AmerisourceBergen Reports Record Revenue and $0.42 in Diluted EPS from Continuing Operations for the June Quarter

July 30, 2009

VALLEY FORGE, Pa.--(BUSINESS WIRE)--Jul. 30, 2009-- AmerisourceBergen Corporation (NYSE:ABC) today reported that in its fiscal year 2009 third quarter ended June 30, 2009, diluted earnings per share from continuing operations were $0.42, a 20 percent increase, and revenue increased 2.2 percent to a record $18.4 billion. Earnings per share reflect the Company’s June 2009 two-for-one stock split.

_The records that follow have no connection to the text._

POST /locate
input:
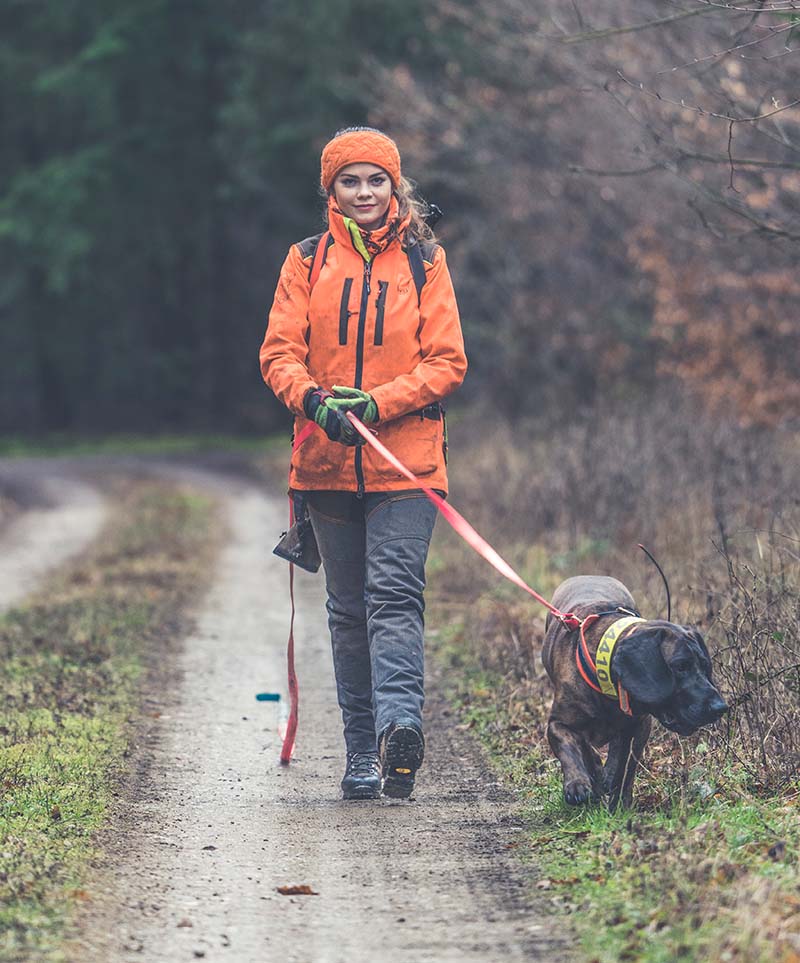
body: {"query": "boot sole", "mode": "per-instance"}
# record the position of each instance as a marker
(403, 755)
(362, 792)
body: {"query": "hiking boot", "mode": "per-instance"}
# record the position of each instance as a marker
(362, 778)
(402, 752)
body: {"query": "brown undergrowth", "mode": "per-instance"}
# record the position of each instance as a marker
(712, 825)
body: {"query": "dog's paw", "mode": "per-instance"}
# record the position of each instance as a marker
(578, 791)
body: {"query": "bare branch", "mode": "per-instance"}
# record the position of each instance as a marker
(773, 32)
(640, 87)
(575, 169)
(630, 28)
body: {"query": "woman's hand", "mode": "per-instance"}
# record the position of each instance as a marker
(330, 414)
(360, 403)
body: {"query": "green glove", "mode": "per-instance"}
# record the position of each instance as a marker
(360, 403)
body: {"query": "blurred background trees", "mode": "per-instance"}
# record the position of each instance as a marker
(619, 180)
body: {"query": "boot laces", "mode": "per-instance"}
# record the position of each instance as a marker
(362, 763)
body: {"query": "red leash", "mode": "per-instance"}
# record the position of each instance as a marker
(457, 522)
(288, 731)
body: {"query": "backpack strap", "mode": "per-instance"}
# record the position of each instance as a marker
(418, 253)
(315, 250)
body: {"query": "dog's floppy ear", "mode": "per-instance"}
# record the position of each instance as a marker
(696, 636)
(641, 668)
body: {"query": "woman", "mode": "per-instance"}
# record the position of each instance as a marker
(365, 320)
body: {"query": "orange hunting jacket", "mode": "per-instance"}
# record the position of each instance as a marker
(362, 326)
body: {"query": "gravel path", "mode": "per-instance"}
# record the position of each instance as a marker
(211, 825)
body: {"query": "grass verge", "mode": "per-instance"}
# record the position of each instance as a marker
(72, 661)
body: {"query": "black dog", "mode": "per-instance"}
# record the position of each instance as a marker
(662, 668)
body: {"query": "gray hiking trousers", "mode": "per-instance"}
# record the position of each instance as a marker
(374, 550)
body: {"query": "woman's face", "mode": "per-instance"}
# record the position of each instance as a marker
(363, 192)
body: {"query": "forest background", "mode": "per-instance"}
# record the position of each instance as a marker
(619, 180)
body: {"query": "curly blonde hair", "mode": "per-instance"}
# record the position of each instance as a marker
(410, 202)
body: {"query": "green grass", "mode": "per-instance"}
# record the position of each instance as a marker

Fiscal Third Quarter Highlights

  • Diluted earnings per share from continuing operations of $0.42, a 20 percent increase.
  • Record revenue of $18.4 billion, up 2.2 percent.
  • Gross profit of $519.2 million, up 4 percent.
  • Operating margin of 1.16 percent, up 6 basis points.
  • Cash flows from operations of $398.0 million.
  • Share repurchases of $93.9 million.

Fiscal First Nine Months Highlights

  • Diluted earnings per share from continuing operations of $1.25, a 16 percent increase.
  • Revenue of $53.0 billion, flat.
  • Gross profit of $1.6 billion, up 3 percent.
  • Operating margin of 1.24 percent, up 6 basis points.
  • Cash flows from operations of $430.5 million.
  • Share repurchases of $273.8 million.

“Our outstanding results in the June quarter were driven by strong generic drug sales, up more than 20 percent due to new customers and continued market penetration; good performance under our fee-for-service contracts with manufacturers; and very disciplined working capital management,” said R. David Yost, AmerisourceBergen’s President and Chief Executive Officer. “Record revenue in the quarter was up 2.2 percent, and would have increased 6 percent when adjusted for the negative impact of the July 1, 2008 loss of the direct-to-warehouse business of a large retail drug chain. Our average receivable days were again down in the quarter; our balance sheet remains strong; and we have good financial flexibility.”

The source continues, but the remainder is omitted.